Revealing Bipolar Photoresponse in Multiheterostructured WTe2–GaTe/ReSe2–WTe2 P–N Diode by Hybrid 2D Contact Engineering

The van der Waals (vdW) heterostructures based on two-dimensional (2D) semiconducting materials have been thoroughly investigated with regard to practical applications. Recent studies on 2D materials have reignited attraction in the p–n junction, with promising potential for applications in both electronics and optoelectronics. 2D materials provide exceptional band structural diversity in p–n junction devices, which is rare in regular bulk semiconductors. In this article, we demonstrate a p–n diode based on multiheterostructure configuration, WTe₂–GaTe-ReSe₂–WTe₂, where WTe₂ acts as heterocontact with GaTe/ReSe₂ junction. Our devices with heterocontacts of WTe₂ showed excellent performance in electronic and optoelectronic characteristics as compared to contacts with basic metal electrodes.

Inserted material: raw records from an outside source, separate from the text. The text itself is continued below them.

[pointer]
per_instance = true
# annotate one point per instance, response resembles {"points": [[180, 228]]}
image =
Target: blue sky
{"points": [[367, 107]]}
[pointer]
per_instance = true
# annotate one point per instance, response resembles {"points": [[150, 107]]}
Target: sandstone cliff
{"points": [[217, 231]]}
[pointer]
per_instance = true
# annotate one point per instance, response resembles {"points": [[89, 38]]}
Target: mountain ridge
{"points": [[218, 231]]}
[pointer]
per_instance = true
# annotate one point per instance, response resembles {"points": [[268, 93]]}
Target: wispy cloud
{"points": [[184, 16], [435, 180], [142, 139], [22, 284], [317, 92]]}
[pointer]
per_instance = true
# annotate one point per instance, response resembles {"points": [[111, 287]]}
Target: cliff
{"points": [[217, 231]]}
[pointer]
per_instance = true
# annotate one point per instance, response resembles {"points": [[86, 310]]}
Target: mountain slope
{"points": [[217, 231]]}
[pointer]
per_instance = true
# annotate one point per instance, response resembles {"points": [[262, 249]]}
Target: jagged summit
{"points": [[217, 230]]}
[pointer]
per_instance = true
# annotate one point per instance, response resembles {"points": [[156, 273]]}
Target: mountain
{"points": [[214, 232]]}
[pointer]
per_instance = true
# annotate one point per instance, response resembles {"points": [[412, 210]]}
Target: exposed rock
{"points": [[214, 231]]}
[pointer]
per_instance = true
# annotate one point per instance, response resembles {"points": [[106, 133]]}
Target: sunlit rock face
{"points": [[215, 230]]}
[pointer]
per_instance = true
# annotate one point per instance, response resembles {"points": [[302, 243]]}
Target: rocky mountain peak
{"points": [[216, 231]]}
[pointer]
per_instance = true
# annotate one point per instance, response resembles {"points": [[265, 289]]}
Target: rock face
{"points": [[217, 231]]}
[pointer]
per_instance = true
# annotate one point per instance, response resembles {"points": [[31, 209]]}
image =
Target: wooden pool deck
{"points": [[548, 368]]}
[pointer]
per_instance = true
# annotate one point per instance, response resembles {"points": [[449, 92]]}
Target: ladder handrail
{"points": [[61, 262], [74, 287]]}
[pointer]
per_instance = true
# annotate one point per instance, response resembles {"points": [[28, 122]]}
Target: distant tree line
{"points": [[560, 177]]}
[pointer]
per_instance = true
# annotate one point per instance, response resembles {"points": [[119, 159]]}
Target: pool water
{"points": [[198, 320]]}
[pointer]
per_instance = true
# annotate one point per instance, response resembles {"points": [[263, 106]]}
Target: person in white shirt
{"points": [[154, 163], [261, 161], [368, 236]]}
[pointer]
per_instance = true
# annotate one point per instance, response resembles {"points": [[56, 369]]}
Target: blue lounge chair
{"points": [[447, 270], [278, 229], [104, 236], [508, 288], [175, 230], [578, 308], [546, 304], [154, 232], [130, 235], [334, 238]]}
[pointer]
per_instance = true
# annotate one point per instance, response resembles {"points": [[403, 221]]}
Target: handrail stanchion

However, the highest rectification ratio was achieved up to ∼2.09 × 10⁶ with the lowest ideality factor of ∼1.23. Moreover, the maximum change in photocurrent (I_ph) is measured around 312 nA at V_ds = 0.5 V. The device showed a high responsivity (R) of 4.7 × 10⁴ m·AW^–1, maximum external quantum efficiency (EQE) of 2.49 × 10⁴ (%), and detectivity (D*) of 2.1 × 10¹¹ Jones at wavelength λ = 220 nm. Further, we revealed the bipolar photoresponse mechanisms in WTe₂–GaTe-ReSe₂–WTe₂ devices due to band alignment at the interface, which can be modified by applying different gate voltages. Hence, our promising results render heterocontact engineering of the GaTe–ReSe₂ heterostructured diode as an excellent candidate for next-generation optoelectronic logic and neuromorphic computing.